Find His Photos — Including a Famous Shot of Beyoncé — Too Commercial? He Couldn’t Care Less!
MARKUS KLINKO ONCE described himself as “the James Bond of fashion photography,” and there’s a bit of truth in that quote. Born in Switzerland of French, Italian, Jewish and Hungarian ancestry, and blessed with a sinewy physique and charming demeanor, this international man behind the lens has landed in Houston for ICONS KLINKO, an eye-popping exhibit of phantasmagoric photos of such superstars as David Bowie, Britney Spears and Mariah Carey, on view through March 25 at Nicole Longnecker Gallery. “Klinko’s photographs have a wonderful iridescent quality that is both painterly and narrative,” says Longnecker. “His images capture not only the form of the subject, but their own creative essence."
In his earlier years, Klinko was a concert classical harpist, practicing 10 hours daily to keep up his technique. “I reached my dream,” says Klinko, “but I was also mentally very tired.” In 1994, at age 33, a thumb injury compelled him to retire from music and pursue a new chapter in life as a self-taught photographer.
Before then, Klinko had never picked up a camera, and yet soon found himself shooting some of the most beautiful people on the planet, including a then-21-year-old singer named Beyoncé, who needed a cover shot for her debut album, Dangerously In Love.
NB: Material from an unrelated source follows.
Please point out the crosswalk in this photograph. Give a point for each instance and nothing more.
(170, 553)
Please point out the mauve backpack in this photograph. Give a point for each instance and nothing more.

During that shoot, legend has it Klinko suggested Beyoncé wear some denim to contrast the glimmering, spiderweb-like crystal top she had draped over her. He loaned Queen Bey his jeans, and gamely finished the shoot in his skivvies. “It’s a totally true story,” says Klinko, who stands 6-foot-4, “and proof that I have Beyoncé’s butt!”
Klinko has since exhibited in dozens of galleries worldwide and is delighted to have representation in Houston. He says visitors can expect some surprises in ICONS KLINKO, including images from a new series called The Angel Factory that pairs breathtaking models with high-tech lasers and syringes used in plastic surgery. Meanwhile, Klinko takes great satisfaction in seeing his images for brand campaigns appear both in the pages of glossy magazines and on the walls of galleries.
“The question ‘Is it art or is it commerce?’ becomes irrelevant at that point,” says Klinko. “It’s just everywhere, and that’s what it is.”